Leadership style now needs to be more managerial or operational. They need to be process oriented and focused on profitability. Once a group has a culture it will pass this onto the next generation. When you join a Phase 2 organization, you are taught how to think, feel and act through both formal training and informal group norms. Culture is learned through interaction and consistent repetition. And if you violate these norms it produces discomfort and many times ostracism. Culture takes on a life of its own and becomes held in place by the very systems, processes and hierarchy necessary for growth in Phase 2.
However it’s not possible to sustain this type of Phase 2 growth forever. In today’s environment change happens quickly, your competition is aware of your success and replicates it faster, cheaper, better. The interaction of your competitor and your market can accelerate the leveling off of your growth. The offering that used to be highly profitable is now feeling competitive pressure. Working harder and smarter is not likely to result in more profit.
Phase 3 – The Integrative Phase – To Grow or Die?
This is a critical choice point. This is where we believe those Fortune 500 companies got it wrong. They didn’t choose to go out of business they just didn’t understand the dynamics of their own culture.
Companies get set in their ways. It’s not that they don’t change or are unaware that something has to be done. It shows up as a neon sign in their financials, increased customer dissatisfaction and attrition.
Transformation is necessary at this stage in the culture. Many leaders miss this nuance. This Trial and Error period has to coexist culturally with a business that has become intolerant of mistakes.
This trial and error mode is often called the Yes And Phase. YES, you need to innovate AND make sure that you’re still bringing in business because that’s what’s keeping the doors open and what will feed the new growth.
Companies die because their leaders singularly focus on the economic activity of producing goods and services and adherence to their systems and process from Phase 2. What is lost is their organizations’ true purpose, that being to be of service to their clients.
The change needs to be purposeful and the culture aligned with strategy. If left unattended or not aligned the culture that has taken hold will trump the new direction!
Brand loyalty is garnered only through great experiences your customers have on a daily basis. That experience is based on the collective behaviours of your team members. At the root of all behaviour are VALUES.
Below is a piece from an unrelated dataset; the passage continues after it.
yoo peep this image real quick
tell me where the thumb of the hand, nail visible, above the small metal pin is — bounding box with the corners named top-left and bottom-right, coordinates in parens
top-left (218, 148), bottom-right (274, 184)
To define culture, leaders must go below the behavioral level to the individual and shared values and ensure alignment. Culture and leadership are two sides of the same coin in that leaders first create cultures in Phase 1 – The Formative Phase and if purposeful, can infect the culture needed in Phase 3. Leaders helping shape a culture in Phase 3, need to encourage “yes, and” thinking and trial and error behaviour that is so critical in Phase 1.
Here are some tips to help align culture with strategic direction:
- Culture must be an element of strategic planning – have a strategic pathway that aligns culture with the key values/behaviours with the strategic direction
- Conduct a culture audit through a values assessment – what is the gap between current & desired state?
- Audit your systems – they are the legacy of past leaders and past strategies. They may prevent change and at the least add to confusion if they are not aligned.
- Work the vision, strategy and values with the collective team – don’t just ‘communicate it’. A bottom-up approach drives real engagement.
- Relentless focus on values – rather than plaques on a wall or words on a website, desired values need to be “alive” in as many ways as possible and used to make daily decisions.
The bottom line is that if leaders don’t consciously evolve their cultures in which they are embedded, those cultures will manage them.